TITLE:
Modeling of the Saltwater Intrusion Using the Level Set Method. Application to Henry’s Problem
AUTHORS:
Joachna Meya Loua-Bouayi, Christian Tathy, Adolphe Kimbonguila Manounou
KEYWORDS:
Confined Aquifer, Seawater Intrusion, Level Set Method, Sharp Interface, Henry Problem
JOURNAL NAME:
Computational Water, Energy, and Environmental Engineering,
Vol.11 No.1,
January
6,
2022
ABSTRACT: The salt intrusion phenomenon is caused by overexploitation of
aquifers in coastal areas. This physical phenomenon has been the subject of
numerous studies and numerous methods have been
proposed, with the aim of protecting the quality of the water in these
aquifers. This work proposes a two-dimensional saline intrusion model
using the sharp interface approach and the level set method. It consists of a
parabolic equation modeling the underground flow and a hyperbolic Equation (the
level set equation) which makes it possible to track the evolution of the
interface. High-order numerical schemes such as the space scheme WENO5 and the
third-order time scheme TVD-RK were used for the numerical
resolution of the hyperbolic equation. To limit the tightening of the contour
curves of the level set function, the redistanciation or reinitialization algorithm proposed by Sussma et al. (1994) was used. To ensure the effectiveness and reliability of the proposed
method, two tests relating to the standard Henry problem and the modified Henry
problem were performed. Recall that Henry’s problem uses the variable density
modeling approach in a confined and homogeneous aquifer. By comparing the
results obtained by the level set method with reinitialization (LSMR)

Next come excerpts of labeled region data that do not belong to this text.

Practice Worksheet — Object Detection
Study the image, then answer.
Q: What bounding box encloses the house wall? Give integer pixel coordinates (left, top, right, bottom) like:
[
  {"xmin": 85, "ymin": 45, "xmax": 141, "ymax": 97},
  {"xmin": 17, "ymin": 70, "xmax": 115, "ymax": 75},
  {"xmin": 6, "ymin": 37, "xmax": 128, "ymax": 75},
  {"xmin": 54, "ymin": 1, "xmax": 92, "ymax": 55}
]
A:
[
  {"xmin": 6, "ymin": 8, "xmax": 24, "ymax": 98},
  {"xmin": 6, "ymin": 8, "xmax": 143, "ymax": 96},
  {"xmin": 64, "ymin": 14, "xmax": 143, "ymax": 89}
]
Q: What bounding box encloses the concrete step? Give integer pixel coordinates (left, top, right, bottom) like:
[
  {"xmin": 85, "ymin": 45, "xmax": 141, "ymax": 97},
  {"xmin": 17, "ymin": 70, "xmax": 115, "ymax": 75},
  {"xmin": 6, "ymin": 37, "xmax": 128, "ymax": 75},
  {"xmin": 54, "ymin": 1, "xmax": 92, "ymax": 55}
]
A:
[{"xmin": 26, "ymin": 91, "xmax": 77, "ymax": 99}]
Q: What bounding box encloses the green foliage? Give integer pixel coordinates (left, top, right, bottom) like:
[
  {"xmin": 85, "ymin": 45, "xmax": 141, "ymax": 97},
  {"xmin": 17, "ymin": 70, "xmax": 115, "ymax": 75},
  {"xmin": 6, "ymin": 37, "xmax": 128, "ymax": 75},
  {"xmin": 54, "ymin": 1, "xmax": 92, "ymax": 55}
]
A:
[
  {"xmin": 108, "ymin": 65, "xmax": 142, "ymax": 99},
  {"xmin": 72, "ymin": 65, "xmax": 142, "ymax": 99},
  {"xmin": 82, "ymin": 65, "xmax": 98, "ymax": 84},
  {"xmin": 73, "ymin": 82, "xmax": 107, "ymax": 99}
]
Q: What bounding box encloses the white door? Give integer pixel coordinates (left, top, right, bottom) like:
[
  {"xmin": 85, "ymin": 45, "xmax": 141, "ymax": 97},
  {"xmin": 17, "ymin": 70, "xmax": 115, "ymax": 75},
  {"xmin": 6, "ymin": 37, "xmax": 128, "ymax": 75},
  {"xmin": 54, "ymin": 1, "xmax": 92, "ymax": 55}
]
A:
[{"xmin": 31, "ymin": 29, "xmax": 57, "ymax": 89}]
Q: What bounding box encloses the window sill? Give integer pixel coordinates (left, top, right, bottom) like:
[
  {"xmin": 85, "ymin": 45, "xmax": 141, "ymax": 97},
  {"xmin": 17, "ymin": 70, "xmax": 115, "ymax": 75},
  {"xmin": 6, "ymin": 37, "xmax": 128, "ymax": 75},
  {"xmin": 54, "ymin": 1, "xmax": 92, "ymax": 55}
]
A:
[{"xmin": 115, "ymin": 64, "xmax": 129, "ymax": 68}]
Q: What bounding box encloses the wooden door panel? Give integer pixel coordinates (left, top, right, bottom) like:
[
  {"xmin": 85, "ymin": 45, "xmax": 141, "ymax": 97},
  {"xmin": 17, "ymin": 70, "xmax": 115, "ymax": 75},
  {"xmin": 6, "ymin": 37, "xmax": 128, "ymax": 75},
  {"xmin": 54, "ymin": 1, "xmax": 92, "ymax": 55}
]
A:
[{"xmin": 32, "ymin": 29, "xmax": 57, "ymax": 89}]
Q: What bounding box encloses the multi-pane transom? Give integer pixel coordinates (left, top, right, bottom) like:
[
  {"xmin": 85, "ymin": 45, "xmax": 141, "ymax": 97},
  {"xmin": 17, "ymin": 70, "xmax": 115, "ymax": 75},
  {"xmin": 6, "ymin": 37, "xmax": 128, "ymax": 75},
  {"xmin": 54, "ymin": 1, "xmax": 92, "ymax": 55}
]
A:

and those obtained by Henry (1964), and by Simpson and Clement (2004), we see
in the two test cases that the level set method reproduces well the toe, the
tip and the behaviour of the interface. These results correspond to the
results obtained by Abarca for Henry’s problem with constant dispersion
coefficients. The results obtained with LSMR, reproduced the interface
with a slight spacing compared to those obtained by Henry. According to Abarca (2006), this spacing is due to the absence of the longitudinal and transversal dispersion coefficients in the model.